The starting point for the large pictures, pigment prints in the format 180 x 125-270 cm, are sections, remnants, samples that have been put aside in the studio to be utilised at some point.

The artist has selected from this material, enlarged it and aesthetically cleaned it, so to speak, so that it loses its casualness, objectifies itself as a picture and asserts itself as a work.

The pictures confront the viewer with the expression of something accidental, but accidentally correct, just like the leaves as a thing of nature. M.H. "It is as it is".

Both groups of pictures ask what a picture actually is beyond its content as an artistic structure, what makes it a work.

Marie 10 is a temporary non-commercial art project initiated and curated by Kira Marina von Bismarck, Julian Heynen, Jörg Johnen, and Brigitte Kölle.

 

17.09.2022 - 22.10.2022 - Marie 10

Gianni Caravaggio - Only the Heart Remains Young

Italy poses riddles for us in many ways. Especially in contemporary art. Some Italian artists, like Monica Bonvicini and Maurizio Cattelan, have managed to gain international attention with provocative and powerful works. But there are also somewhat younger artists who have developed a very quiet and poetic aesthetic. Among them is Gianni Caravaggio. His criticism of the world is based in the stillness of his works and their rejection of rapid legibility. Radical anti-Pop. Caravaggio achieves this with unusual and enigmatic materials and combinations of materials. With titles that don’t explain, but open up potentials for imagination. With a minimalist and artisanally challenging pictorial world. In their pointed enigmatic character, his works are comparable to almost nothing one currently sees in galleries, biennials, or museums.
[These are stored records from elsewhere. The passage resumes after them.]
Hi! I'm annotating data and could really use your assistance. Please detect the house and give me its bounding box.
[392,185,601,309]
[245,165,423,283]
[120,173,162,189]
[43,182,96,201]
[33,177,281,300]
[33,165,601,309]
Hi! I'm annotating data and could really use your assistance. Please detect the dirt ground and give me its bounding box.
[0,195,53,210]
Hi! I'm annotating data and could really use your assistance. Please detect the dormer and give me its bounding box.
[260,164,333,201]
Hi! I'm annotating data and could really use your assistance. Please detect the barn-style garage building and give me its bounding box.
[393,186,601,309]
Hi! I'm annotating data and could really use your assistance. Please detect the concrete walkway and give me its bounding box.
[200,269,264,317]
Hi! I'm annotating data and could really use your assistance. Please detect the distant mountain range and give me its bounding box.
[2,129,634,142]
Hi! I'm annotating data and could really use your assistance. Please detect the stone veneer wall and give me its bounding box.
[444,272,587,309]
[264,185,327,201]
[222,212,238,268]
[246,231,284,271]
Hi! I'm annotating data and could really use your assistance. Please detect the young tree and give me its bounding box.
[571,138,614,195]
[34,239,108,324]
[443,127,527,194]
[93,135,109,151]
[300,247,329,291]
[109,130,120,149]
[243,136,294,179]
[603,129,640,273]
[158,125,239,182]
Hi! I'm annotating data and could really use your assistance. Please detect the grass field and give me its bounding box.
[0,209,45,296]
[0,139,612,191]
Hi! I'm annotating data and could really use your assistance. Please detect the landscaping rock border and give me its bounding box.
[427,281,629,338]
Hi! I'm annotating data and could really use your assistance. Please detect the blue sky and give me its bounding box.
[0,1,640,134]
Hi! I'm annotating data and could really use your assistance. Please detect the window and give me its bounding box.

They are as removed from time as possible and seek to place visitors in a realm of moods and sensual stimuli that lie beyond our everyday world.

The exhibition is curated by Jörg Johnen.
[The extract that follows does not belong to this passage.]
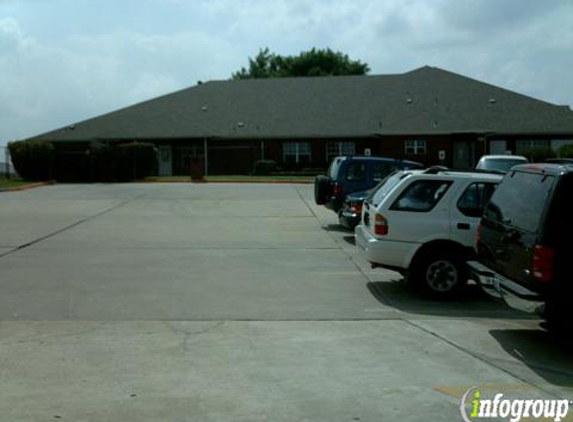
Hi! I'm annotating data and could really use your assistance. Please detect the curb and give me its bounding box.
[0,182,55,192]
Marie 10 is a temporary non-commercial art project initiated and curated by Kira Marina von Bismarck, Julian Heynen, Jörg Johnen, and Brigitte Kölle.

 

24.06.2022 - 06.08.2022 - Marie 10

Ayse Erkmen - Hochstapler

“Is this already the exhibition or is it still being prepared? Ayşe Erkmen has conceived an installation for Marie 10 that could not be simpler and at the same time gets to the heart of an important starting point for any initiative for contemporary art: the space itself, its shape, its quality. In it, a single element rises up, takes measure and connects floor and ceiling. What might appear to be an archetype of a column is, however, nothing but a large roll of bubble wrap, sealed and tightened to the space by adhesive tape. Everyday packing materials of the art business have, as it were, “taken on a life of their own” and morphed into sculpture and installation.” (Julian Heynen)
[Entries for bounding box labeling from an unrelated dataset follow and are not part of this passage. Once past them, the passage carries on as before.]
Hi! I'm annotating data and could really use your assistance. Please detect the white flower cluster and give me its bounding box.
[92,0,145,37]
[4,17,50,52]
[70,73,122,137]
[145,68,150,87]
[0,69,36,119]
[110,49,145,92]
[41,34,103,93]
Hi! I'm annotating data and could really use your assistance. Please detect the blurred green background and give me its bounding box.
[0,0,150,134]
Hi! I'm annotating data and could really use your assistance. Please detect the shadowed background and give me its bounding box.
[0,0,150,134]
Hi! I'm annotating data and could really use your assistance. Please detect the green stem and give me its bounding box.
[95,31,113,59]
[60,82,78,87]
Marie 10 is a temporary non-commercial art project initiated and curated by Kira Marina von Bismarck, Julian Heynen, Jörg Johnen, and Brigitte Kölle.

 

II/2017

Room - Klaus Lehmann and Olaf Holzapfel

Klaus Lehmann was born in 1927 in Berlin and died in 2016 in Erbach. As he turned seventy – just around the time when one millenium was tipping over into another – he discovered a new freedom as an artist. It led him to a form of ceramics where the objects stand alone, withdrawing from any kind of decorative function and confronting the viewer with a profound austerity whose attraction lies in the enigma of its concentrated intensity. Lehmann is still little known except by connoisseurs, and this exhibition, for the first time, provides a retrospective of his later work in his native city, Berlin. His estate is administered by the Galerie Angelika Metzger.
 

Olaf Holzapfel was born in Görlitz in 1969 and now lives and works in Berlin. He exhibited at this year's Documenta in Athens and Kassel with two installations. His six-metre long painting, "Lauf" (an ambiguous, complex word in German which here can perhaps best be translated as “progression” or “subsequence”) stands out with its highly complex abstract construction. It features monochrome surfaces, sequences of curves, seemingly three-dimensional cuboid shapes, fine lines, vertical and horizontal compositions of diagonal lines, connectivity and fracturing.

 

II/2017

Roof - Cat and Bird in Peace

with works by David Claerbout (the author of the video that gives this exhibition its name), Martin Creed, H.P.Feldmann, Katharina Fritsch, Francesco Gennari, Piero Golia, Beate Kuhn, Cornelius Quabeck, Wiebke Siem
 

In the heritage-listed attic space, a zoo is opening, an opportunity to marvel at animals in a variety of artistic contexts. This menagerie includes works with a metaphysical and metaphorical dimension, but also works that reveal a striking humour or are emotionally attractive.

 

 
 

Photos: Holger Niehaus

 
 
 
 

Past Exhibitions

 

I/2017

Room - Spheres

The idea for this exhibition came from three sources: the Spheres trilogy by Peter Sloterdijk, which has constantly inspired me since its release; discovering the work of Maria Bartuszova and Beate Kuhn; and the book Architektonische Spekulationen by Rolf Wedewer and Thomas Kempas from the year 1970, which enthralled me as an architecture student back then. In my mind’s eye, this was the merging of philosophy, art and architecture into a utopian representation and vision of today’s intellectual and artistic energies.  

 
 

Photos: Holger Niehaus

 

 
 
 

I/2017

Roof - Robert Sturm

The works of Robert Sturm (b. 1935 in Bad Elster, d. 1994 in Fulda) are among the most significant postwar manifestations between ceramics and sculpture. His ceramic sculptures from 1960 onwards featured constructivist abstraction. However, his works, strongly marked by fragmentation and stony weathered surfaces, testify less to new beginnings and optimism than to skepticism towards the “brokenness of the world in which we live” (Sturm). The forms, surfaces and colors of his objects are imbued with heaviness, suffering and darkness. These themes were later intensified in figurative subjects like torso and head.